Death’s cloak is tucked under his arm but his scrawny frame still seems to waver in its own personal wind. I refuse to look at his face but from the corner of my eye I catch my mom’s worried brows, the nose of a boy who bullied me in high school, the unhinged jaw of a movie alien that had scared me as a kid. He waits a few polite beats before falling into perfectly-synched step behind me.
“What did the old coot have to say this time?”
“Made me take that damn test again. Never thought I’d get graded on depression.” I try to stomp my feet but they brush lightly off the surface; I can barely feel the difference between grass and pavement. I slice with my arms, stretching, but the movement makes no difference on the numb and stale air. “I’m not as bad as it says.”
“Of course you’re not. You still won’t sleep with me.” Death’s head leans into my vision, forcing my gaze as his bangs sweep across in a carefully casual gesture, revealing new eyes, pathetic in their largeness.
“No and I never will.”
“Come now, darling.” His voice doesn’t change, grating alone at the same volume and pitch no matter how close or far he stands from me. I try to push his dark bulk from my path, but the cloak that now covers him turns waxy, clinging to my hairs where it touches my skin. “None of those boys could give you what you want.”

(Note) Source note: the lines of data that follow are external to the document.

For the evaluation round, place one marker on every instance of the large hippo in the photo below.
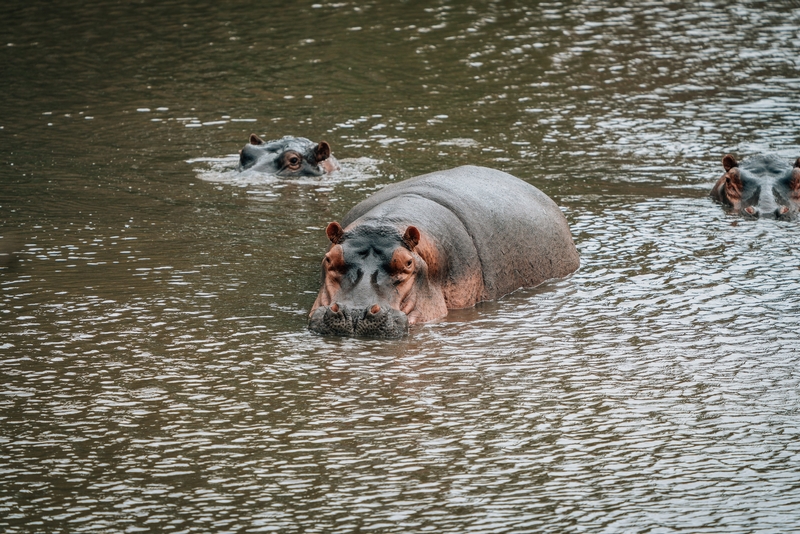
(439, 241)
(762, 186)
(289, 156)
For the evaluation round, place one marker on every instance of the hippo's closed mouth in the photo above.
(374, 321)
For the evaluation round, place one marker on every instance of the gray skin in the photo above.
(439, 241)
(762, 186)
(287, 157)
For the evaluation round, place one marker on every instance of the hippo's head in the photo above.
(764, 186)
(290, 156)
(375, 283)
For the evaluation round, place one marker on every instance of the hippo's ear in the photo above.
(411, 237)
(322, 152)
(334, 232)
(729, 162)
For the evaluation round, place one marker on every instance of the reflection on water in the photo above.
(155, 367)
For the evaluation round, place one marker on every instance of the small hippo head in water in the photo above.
(374, 284)
(762, 186)
(287, 157)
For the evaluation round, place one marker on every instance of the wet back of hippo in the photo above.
(495, 233)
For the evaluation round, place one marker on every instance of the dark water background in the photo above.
(155, 370)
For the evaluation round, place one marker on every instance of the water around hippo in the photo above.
(156, 369)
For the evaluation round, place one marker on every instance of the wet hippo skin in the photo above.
(439, 241)
(761, 186)
(287, 157)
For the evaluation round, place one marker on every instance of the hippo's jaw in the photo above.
(375, 321)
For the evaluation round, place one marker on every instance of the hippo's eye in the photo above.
(293, 161)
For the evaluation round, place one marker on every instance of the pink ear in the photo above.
(322, 152)
(334, 232)
(411, 237)
(729, 162)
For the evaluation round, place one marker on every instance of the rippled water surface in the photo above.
(155, 370)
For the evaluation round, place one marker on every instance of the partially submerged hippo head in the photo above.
(762, 186)
(374, 283)
(290, 156)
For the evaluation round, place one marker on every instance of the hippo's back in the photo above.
(520, 234)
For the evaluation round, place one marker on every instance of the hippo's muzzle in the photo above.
(375, 321)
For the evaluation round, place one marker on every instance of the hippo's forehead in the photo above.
(370, 246)
(297, 144)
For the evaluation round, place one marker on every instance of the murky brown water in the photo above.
(156, 374)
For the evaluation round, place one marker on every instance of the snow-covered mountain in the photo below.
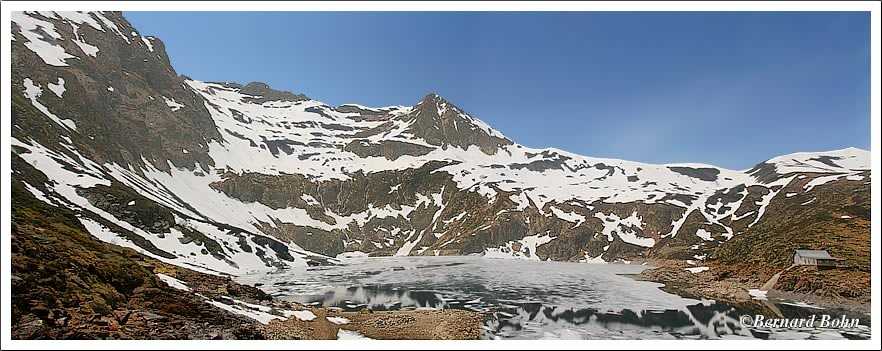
(224, 177)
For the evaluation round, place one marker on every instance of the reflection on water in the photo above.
(536, 300)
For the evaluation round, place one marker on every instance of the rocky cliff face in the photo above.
(223, 177)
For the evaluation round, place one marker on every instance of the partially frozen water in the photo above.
(529, 299)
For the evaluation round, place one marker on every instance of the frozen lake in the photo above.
(528, 299)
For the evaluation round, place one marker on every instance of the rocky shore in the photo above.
(68, 285)
(833, 289)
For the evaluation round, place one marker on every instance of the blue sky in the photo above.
(729, 89)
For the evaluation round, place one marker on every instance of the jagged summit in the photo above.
(224, 177)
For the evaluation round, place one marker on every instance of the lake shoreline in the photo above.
(736, 289)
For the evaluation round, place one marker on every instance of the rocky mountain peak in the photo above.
(442, 123)
(263, 93)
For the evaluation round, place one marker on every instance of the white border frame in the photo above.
(5, 166)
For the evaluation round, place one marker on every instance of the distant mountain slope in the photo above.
(225, 177)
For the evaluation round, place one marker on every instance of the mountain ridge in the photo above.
(248, 182)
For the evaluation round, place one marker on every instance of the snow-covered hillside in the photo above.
(254, 178)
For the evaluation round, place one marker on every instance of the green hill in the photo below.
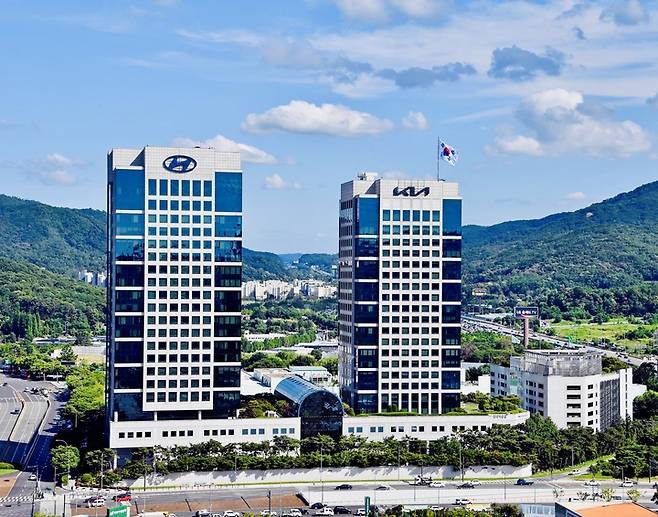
(602, 259)
(62, 240)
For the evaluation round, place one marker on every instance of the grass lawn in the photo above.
(613, 331)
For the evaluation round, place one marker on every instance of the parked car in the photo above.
(96, 502)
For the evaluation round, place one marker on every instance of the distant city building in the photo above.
(569, 387)
(280, 289)
(93, 278)
(400, 294)
(175, 264)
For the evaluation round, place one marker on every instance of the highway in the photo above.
(483, 324)
(254, 499)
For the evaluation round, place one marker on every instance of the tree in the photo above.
(634, 495)
(64, 458)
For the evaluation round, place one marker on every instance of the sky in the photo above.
(552, 105)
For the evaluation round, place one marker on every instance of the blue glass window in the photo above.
(128, 190)
(365, 313)
(450, 381)
(452, 217)
(366, 247)
(452, 270)
(129, 224)
(367, 216)
(366, 292)
(228, 192)
(228, 251)
(129, 249)
(228, 226)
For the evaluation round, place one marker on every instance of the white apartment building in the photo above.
(569, 387)
(399, 294)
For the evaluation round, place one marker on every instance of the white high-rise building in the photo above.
(399, 294)
(569, 387)
(174, 292)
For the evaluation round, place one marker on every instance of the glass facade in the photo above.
(174, 327)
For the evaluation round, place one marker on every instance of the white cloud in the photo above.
(575, 196)
(328, 119)
(248, 153)
(561, 121)
(415, 120)
(276, 182)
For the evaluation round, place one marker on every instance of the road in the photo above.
(28, 441)
(483, 324)
(254, 499)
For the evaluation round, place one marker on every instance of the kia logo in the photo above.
(411, 192)
(179, 163)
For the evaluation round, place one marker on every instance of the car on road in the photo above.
(95, 502)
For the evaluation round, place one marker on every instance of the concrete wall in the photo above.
(327, 475)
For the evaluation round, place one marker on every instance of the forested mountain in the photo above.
(600, 259)
(62, 240)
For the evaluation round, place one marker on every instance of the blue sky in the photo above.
(552, 105)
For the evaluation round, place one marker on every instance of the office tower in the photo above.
(174, 289)
(399, 294)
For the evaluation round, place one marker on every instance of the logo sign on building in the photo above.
(526, 312)
(119, 511)
(179, 163)
(411, 192)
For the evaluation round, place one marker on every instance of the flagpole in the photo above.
(438, 158)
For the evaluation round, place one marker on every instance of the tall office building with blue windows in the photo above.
(174, 287)
(400, 294)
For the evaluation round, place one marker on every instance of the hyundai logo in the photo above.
(179, 163)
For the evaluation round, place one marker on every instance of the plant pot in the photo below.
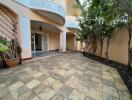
(12, 62)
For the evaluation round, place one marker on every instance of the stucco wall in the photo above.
(118, 49)
(53, 38)
(71, 10)
(70, 42)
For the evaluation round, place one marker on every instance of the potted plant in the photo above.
(4, 43)
(13, 55)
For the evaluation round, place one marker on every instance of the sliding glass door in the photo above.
(39, 42)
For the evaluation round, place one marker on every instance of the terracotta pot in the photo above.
(12, 62)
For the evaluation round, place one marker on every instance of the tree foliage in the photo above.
(100, 18)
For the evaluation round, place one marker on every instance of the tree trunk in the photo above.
(107, 49)
(101, 43)
(1, 60)
(94, 45)
(129, 46)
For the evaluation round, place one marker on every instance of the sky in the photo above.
(81, 1)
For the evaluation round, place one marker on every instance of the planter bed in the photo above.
(122, 69)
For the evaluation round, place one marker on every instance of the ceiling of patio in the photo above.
(52, 16)
(45, 26)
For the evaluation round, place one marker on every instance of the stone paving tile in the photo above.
(32, 83)
(46, 94)
(70, 76)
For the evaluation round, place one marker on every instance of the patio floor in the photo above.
(69, 76)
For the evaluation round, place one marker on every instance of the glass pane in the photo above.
(32, 38)
(38, 42)
(32, 46)
(45, 46)
(45, 38)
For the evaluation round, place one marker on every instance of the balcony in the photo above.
(72, 23)
(49, 9)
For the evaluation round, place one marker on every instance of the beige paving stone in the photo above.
(16, 86)
(35, 98)
(77, 95)
(110, 90)
(72, 82)
(95, 93)
(121, 86)
(108, 77)
(46, 94)
(38, 74)
(61, 72)
(32, 83)
(57, 85)
(49, 81)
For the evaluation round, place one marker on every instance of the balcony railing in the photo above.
(71, 22)
(45, 5)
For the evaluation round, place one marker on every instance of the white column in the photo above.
(25, 36)
(62, 41)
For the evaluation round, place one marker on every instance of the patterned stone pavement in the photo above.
(70, 76)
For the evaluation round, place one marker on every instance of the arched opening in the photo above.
(8, 23)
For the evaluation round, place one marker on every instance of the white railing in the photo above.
(71, 22)
(46, 5)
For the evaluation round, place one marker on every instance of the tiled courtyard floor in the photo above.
(69, 76)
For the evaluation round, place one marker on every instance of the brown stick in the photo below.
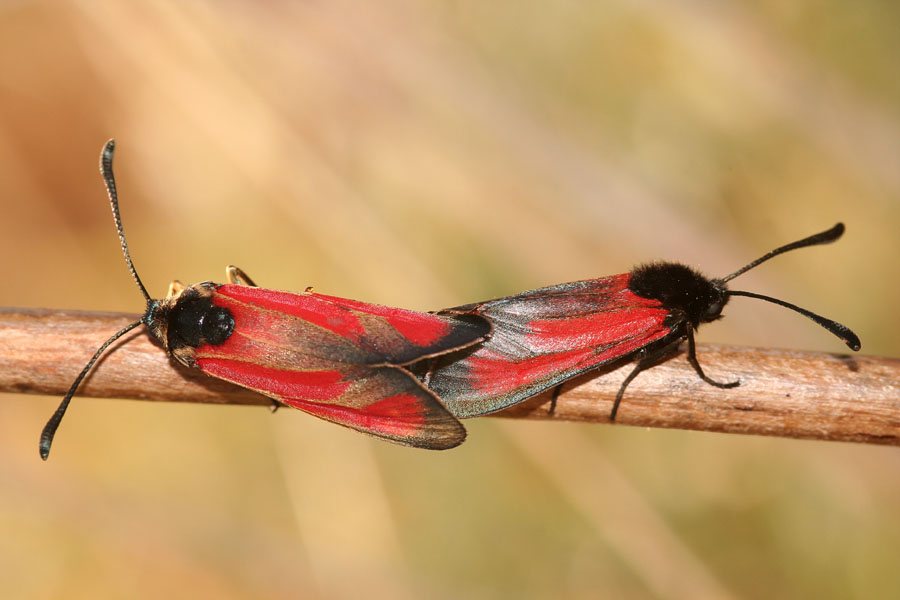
(782, 393)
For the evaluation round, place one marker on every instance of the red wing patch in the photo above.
(543, 337)
(340, 360)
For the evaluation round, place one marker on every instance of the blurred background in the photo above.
(429, 154)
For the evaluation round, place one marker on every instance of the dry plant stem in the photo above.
(782, 393)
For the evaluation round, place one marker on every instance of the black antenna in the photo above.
(52, 425)
(106, 171)
(106, 157)
(826, 237)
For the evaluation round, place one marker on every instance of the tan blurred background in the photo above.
(428, 154)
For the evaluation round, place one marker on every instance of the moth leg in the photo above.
(646, 360)
(237, 275)
(692, 358)
(175, 289)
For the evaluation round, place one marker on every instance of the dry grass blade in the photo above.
(782, 393)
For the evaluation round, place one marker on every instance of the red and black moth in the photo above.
(543, 337)
(342, 360)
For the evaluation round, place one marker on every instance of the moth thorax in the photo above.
(189, 320)
(680, 288)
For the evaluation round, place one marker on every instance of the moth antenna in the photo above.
(52, 424)
(841, 331)
(106, 156)
(826, 237)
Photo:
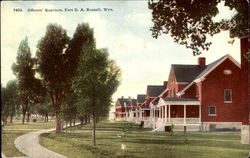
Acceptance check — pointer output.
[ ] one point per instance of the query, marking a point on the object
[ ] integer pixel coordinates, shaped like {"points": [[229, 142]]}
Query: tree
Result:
{"points": [[57, 57], [96, 80], [4, 106], [189, 22], [13, 99], [10, 101], [29, 88], [44, 108]]}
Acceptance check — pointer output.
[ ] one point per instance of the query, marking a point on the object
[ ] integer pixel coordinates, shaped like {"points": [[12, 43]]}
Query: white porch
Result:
{"points": [[161, 115]]}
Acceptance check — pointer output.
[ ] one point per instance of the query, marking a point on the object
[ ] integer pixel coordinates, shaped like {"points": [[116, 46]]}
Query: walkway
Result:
{"points": [[29, 145]]}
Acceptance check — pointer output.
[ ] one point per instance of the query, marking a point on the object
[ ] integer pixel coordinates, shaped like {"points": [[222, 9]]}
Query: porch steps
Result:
{"points": [[178, 128]]}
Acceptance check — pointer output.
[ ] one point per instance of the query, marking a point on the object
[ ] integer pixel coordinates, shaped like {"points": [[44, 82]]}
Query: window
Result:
{"points": [[228, 96], [197, 90], [212, 111]]}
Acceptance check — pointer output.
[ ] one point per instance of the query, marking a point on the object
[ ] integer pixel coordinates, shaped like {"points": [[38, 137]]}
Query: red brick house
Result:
{"points": [[123, 106], [203, 97]]}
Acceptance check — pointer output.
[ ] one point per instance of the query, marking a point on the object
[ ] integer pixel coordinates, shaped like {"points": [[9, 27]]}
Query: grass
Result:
{"points": [[11, 131], [142, 143]]}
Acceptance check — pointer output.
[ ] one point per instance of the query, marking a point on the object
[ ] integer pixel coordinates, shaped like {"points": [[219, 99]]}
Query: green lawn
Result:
{"points": [[143, 143], [11, 131]]}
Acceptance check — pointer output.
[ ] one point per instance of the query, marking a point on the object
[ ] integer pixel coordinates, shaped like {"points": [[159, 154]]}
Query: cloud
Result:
{"points": [[143, 19]]}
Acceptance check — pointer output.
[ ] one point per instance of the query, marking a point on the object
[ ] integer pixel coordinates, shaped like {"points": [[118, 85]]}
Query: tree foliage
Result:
{"points": [[9, 100], [189, 22], [57, 58], [96, 80], [30, 88]]}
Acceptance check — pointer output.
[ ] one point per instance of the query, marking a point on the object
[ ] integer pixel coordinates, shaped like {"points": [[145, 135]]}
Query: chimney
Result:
{"points": [[202, 61], [165, 84]]}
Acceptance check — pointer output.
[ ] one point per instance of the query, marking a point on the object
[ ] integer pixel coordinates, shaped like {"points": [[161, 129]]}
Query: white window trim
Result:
{"points": [[209, 111], [231, 96]]}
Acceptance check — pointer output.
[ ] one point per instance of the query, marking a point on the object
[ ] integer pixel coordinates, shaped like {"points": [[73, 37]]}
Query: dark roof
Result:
{"points": [[134, 102], [141, 98], [155, 103], [180, 99], [186, 73], [155, 90], [145, 107], [126, 101], [208, 67]]}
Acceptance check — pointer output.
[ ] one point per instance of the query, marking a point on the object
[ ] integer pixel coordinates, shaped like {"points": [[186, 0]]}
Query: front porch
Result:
{"points": [[182, 113]]}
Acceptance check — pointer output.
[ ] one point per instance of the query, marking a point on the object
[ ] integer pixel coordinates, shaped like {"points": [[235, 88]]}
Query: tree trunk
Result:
{"points": [[5, 120], [56, 101], [28, 117], [85, 119], [24, 113], [58, 125], [94, 123], [89, 119], [81, 119]]}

Along my neck now, the moving parts of Death slide. I had forgotten how heavy wearing Death was but a second later I can’t remember that I have known anything else.
“But I know your secrets: the little black box you keep in your head, the one line diary entries you scribble out in every conversation: ‘I think I’m going crazy. I shouldn’t be looking at my friends like that. Do I want a girlfriend?’” Death extends her neck to twine around mine and bends it forward to suck on her own breasts. “I can even mix and match if you prefer.’”
“He gave me Paxil,” I answer, though no question had been asked.
“Pppacks-il.” The sound is a smack and I recoil. “I had a minion called Paxil once.”
“You don’t have minions.”
“Just the one. But it goes by many names.” Death rolls his hips until a bulge bunches the lower fabric of his tight black jeans. His mouth expands until it fills the entirety of my view and then it grins.
“I like the stuff they gave you last summer.” Darkness is in the corners of my vision. “You slept with me then.” His tongue licking his lips is the size of my hand from finger to wrist. “You squirmed in your bed and you begged me. You gave me your blood.”
Underneath the skin of his lips, his true eyes glow with a black fire. My left hand twitches at the wrongness of it and shreds the darkness as my arm pulls free. The cloak ripples into perfect shape as my flesh burns.
I bounce a rhythmless tune against the sidewalk as I dismantle Death’s clothing, wrapping the material instead around the soft soles of my shoes. The boots I create tread on Death with every step.
“That hurts, darling.” I hear Death’s voice floating beside me as his deflated head drags behind my feet.